In the news: Paul Drayson

May 7, 2004

The founder of one of the most successful university spinoff companies who donated £100,000 to the Labour Party and found himself at the centre of a row over a government contract has been appointed to the House of Lords.

Paul Drayson will take his seat alongside 22 other newly appointed Labour peers in the list of 46 new appointees to the Lords published this week.

Three years ago, Dr Drayson's company PowderJect Pharmaceuticals was awarded a £32 million government contract to supply smallpox vaccine.

The decision to award the contract was made after Dr Drayson had made two donations of £50,000 to the Labour Party.

Investigations by the National Audit Office and the Commons public accounts committee concluded that there had been no impropriety in the way the contract had been awarded.

Dr Drayson's company capitalised on research into needle-free injection technology at Oxford University in the early 1990s.

Although PowderJect later turned its attention to the production of vaccines, Dr Drayson's original £250,000 investment in the company earned him £43 million as part of a £542 million takeover deal last year by the US pharmaceutical business Chiron.

The sale of his stake in the company saw Dr Drayson ranked tenth in The Sunday Times ' list of the highest paid people in Britain in 2003.

When Dr Drayson's peerage was announced last weekend, he said that he intended to play an active role in entrepreneurship and science debates.
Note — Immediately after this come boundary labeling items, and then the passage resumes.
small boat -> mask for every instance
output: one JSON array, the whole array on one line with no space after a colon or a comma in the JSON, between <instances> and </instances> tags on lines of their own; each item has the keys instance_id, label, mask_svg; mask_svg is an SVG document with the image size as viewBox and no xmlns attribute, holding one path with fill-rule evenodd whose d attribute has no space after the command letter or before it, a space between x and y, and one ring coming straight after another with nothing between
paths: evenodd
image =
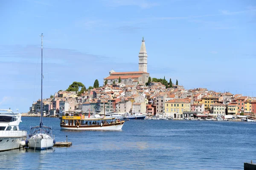
<instances>
[{"instance_id":1,"label":"small boat","mask_svg":"<svg viewBox=\"0 0 256 170\"><path fill-rule=\"evenodd\" d=\"M39 126L30 127L29 138L26 140L30 148L43 150L52 147L55 143L54 136L52 136L51 127L43 125L43 34L41 37L41 118Z\"/></svg>"},{"instance_id":2,"label":"small boat","mask_svg":"<svg viewBox=\"0 0 256 170\"><path fill-rule=\"evenodd\" d=\"M124 114L125 118L129 119L145 119L146 116L141 113L134 113L130 114L128 113L126 113Z\"/></svg>"},{"instance_id":3,"label":"small boat","mask_svg":"<svg viewBox=\"0 0 256 170\"><path fill-rule=\"evenodd\" d=\"M115 117L106 117L105 103L104 116L95 114L91 117L89 110L88 117L85 117L81 111L78 113L75 111L71 115L66 113L60 118L61 128L71 130L121 130L125 121Z\"/></svg>"},{"instance_id":4,"label":"small boat","mask_svg":"<svg viewBox=\"0 0 256 170\"><path fill-rule=\"evenodd\" d=\"M256 117L253 116L247 116L246 118L246 121L247 122L256 122Z\"/></svg>"},{"instance_id":5,"label":"small boat","mask_svg":"<svg viewBox=\"0 0 256 170\"><path fill-rule=\"evenodd\" d=\"M115 118L116 119L123 119L125 118L123 115L114 112L108 112L105 115L107 118Z\"/></svg>"},{"instance_id":6,"label":"small boat","mask_svg":"<svg viewBox=\"0 0 256 170\"><path fill-rule=\"evenodd\" d=\"M20 130L20 113L0 109L0 151L17 149L26 145L27 132Z\"/></svg>"},{"instance_id":7,"label":"small boat","mask_svg":"<svg viewBox=\"0 0 256 170\"><path fill-rule=\"evenodd\" d=\"M223 121L223 120L224 120L223 119L222 119L220 116L217 116L217 118L216 118L216 119L218 121Z\"/></svg>"}]
</instances>

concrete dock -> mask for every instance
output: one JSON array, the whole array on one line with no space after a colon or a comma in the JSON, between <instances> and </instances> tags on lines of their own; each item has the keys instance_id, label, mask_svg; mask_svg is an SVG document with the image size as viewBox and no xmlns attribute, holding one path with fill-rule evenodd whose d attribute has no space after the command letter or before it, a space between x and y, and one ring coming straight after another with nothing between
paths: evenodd
<instances>
[{"instance_id":1,"label":"concrete dock","mask_svg":"<svg viewBox=\"0 0 256 170\"><path fill-rule=\"evenodd\" d=\"M251 161L250 163L244 163L244 170L256 170L256 164L253 163L253 161Z\"/></svg>"},{"instance_id":2,"label":"concrete dock","mask_svg":"<svg viewBox=\"0 0 256 170\"><path fill-rule=\"evenodd\" d=\"M72 145L71 142L56 142L53 146L56 147L69 147Z\"/></svg>"}]
</instances>

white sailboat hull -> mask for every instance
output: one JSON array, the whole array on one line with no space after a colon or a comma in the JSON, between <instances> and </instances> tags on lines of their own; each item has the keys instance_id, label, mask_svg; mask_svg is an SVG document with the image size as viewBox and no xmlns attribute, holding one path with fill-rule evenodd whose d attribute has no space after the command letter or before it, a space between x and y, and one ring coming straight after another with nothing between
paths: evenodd
<instances>
[{"instance_id":1,"label":"white sailboat hull","mask_svg":"<svg viewBox=\"0 0 256 170\"><path fill-rule=\"evenodd\" d=\"M86 125L86 126L64 126L61 125L61 129L70 130L121 130L124 123L111 125L101 126Z\"/></svg>"},{"instance_id":2,"label":"white sailboat hull","mask_svg":"<svg viewBox=\"0 0 256 170\"><path fill-rule=\"evenodd\" d=\"M29 148L36 149L49 149L53 146L52 139L32 139L28 140L28 146Z\"/></svg>"}]
</instances>

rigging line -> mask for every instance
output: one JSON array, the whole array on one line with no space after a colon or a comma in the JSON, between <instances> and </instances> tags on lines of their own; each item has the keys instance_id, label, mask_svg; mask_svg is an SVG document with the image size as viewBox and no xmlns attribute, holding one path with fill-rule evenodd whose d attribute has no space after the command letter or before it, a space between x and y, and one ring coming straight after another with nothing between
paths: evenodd
<instances>
[{"instance_id":1,"label":"rigging line","mask_svg":"<svg viewBox=\"0 0 256 170\"><path fill-rule=\"evenodd\" d=\"M49 94L50 94L50 90L49 90L50 84L49 84L49 68L48 67L48 65L47 65L47 62L46 62L46 57L47 57L45 56L45 52L43 54L43 55L44 56L43 56L44 57L43 58L44 59L44 61L45 62L45 65L46 66L46 67L45 67L46 68L46 69L47 70L47 74L48 74L48 76L48 76L48 95L49 95Z\"/></svg>"},{"instance_id":2,"label":"rigging line","mask_svg":"<svg viewBox=\"0 0 256 170\"><path fill-rule=\"evenodd\" d=\"M36 67L35 68L35 82L34 82L34 94L33 94L33 100L34 100L35 99L35 94L36 94L36 92L37 92L37 89L38 88L38 88L35 89L35 82L36 82L36 75L37 75L37 68L38 68L38 61L39 60L39 57L40 56L40 52L39 53L39 54L38 55L38 61L36 63ZM36 91L35 92L35 91Z\"/></svg>"}]
</instances>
He told the BBC: "I'm really looking forward to this. I've spent 20 years working in business as a science entrepreneur and I have a real interest in innovation."

In other interviews, Dr Drayson said that he had been "very impressed" with the quality of debate in the Lords, particularly on issues such as stem-cell research.

He stressed that his peerage had nothing to do with his party political donations. He said: "People should remember that I have also given £4.5 million to charity, so my Labour donation is put in perspective."